OF FINANCIAL CONDITION

AND RESULTS OF OPERATIONS

 

This Quarterly Report on Form 10-Q, includes forward-looking statements within the meaning of Section 27A of the Securities Act of 1933, as amended (the Securities Act) and Section 21E of the Securities Exchange Act of 1934, as amended (the Exchange Act), which are subject to the “safe harbor” created by those sections. Any statements herein that are not statements of historical fact may be deemed to be forward-looking statements. For example, words such as “may,” “will,” “could,” “would,” “should,” “anticipate,” “expect,” “intend,” “believe,” “estimate,” “project” or “continue,” and the negatives of such terms are intended to identify forward-looking statements. The information included herein represents our estimates and assumptions as of the date of this filing. Unless required by law, we undertake no obligation to update publicly any forward-looking statements, or to update the reasons actual results could differ materially from those anticipated in these forward-looking statements, even if new information becomes available in the future.

 

The following discussion should be read in conjunction with the attached unaudited condensed financial statements, and with the Company’s audited financial statements and discussion for the fiscal year ended April 30, 2018.

 

Executive Summary

 

The Company’s performance has improved through the three quarters, with increased sales, managing cost of sales numbers, and strong investment returns. This is due to the continuation of our quality USA made products with the ability for customization, our notable customer service, and the purchase of the assets of Labor Saving Devices, Inc. New challenges the Company has endured over the nine months of this fiscal year include continuing to get product out to customers in a timelier manner and to fill the stockroom with inventory to get back to shipping out core products the same day. Also, the price of raw materials has increased with the execution of tariffs by the US government and other factors. But management continues to work at keeping operations flowing as efficient as possible with the hopes of getting the facilities running leaner and more profitable than ever before.

 

Results of Operations

 

  Net sales were $3,455,000 for the quarter ended January 31, 2019, which is a 5.98% increase from the corresponding quarter last year. Year-to-date net sales were $10,551,000 at January 31, 2019, which is a 22.73% increase from the same period last year. A significant part of growth in sales is a direct result of the asset purchase of Labor Saving Devices and having a new product line to sell as a result of the purchase. Also, our ongoing commitment to outstanding customer service and customization of products are a few of the many reasons sales remained steady over the years.
  Cost of goods sold was 51.29% of net sales for the quarter ended January 31, 2019 and was 56.01% for the same quarter last year.

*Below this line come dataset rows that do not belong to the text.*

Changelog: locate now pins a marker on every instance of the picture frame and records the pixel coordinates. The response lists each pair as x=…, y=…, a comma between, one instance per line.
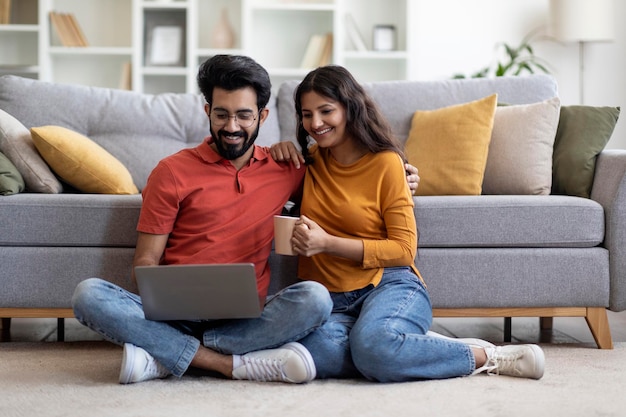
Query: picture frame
x=384, y=38
x=165, y=43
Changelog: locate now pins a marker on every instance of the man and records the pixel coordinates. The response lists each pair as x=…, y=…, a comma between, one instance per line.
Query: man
x=214, y=204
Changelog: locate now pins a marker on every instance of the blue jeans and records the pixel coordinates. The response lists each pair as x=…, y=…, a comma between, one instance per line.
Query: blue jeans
x=117, y=315
x=380, y=333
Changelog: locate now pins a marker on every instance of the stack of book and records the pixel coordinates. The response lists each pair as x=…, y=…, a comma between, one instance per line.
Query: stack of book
x=318, y=52
x=5, y=12
x=68, y=29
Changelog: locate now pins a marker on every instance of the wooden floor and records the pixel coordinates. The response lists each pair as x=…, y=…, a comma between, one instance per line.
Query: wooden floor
x=523, y=330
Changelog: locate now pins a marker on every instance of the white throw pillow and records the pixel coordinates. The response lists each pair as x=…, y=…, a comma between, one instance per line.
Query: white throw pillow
x=520, y=151
x=17, y=144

Year-to-date cost of goods sold percentages were 51.81% for the current nine months and 50.45% for the corresponding nine months last year, which is just slightly over the target of less than 50% for both the quarter and year-to-date results. Management has seen increases in labor and materials costs but has decided not to increase the selling prices of our products at this time.
  Operating expenses decreased by $1,000 for the quarter while they increased by $306,000 for the nine-months ended January 31, 2019 as compared to the corresponding periods last year. These increased costs are primarily due to increased commissions, amortization on the purchase of the assets of Labor Saving Devices and additional labor costs for employees that have been hired.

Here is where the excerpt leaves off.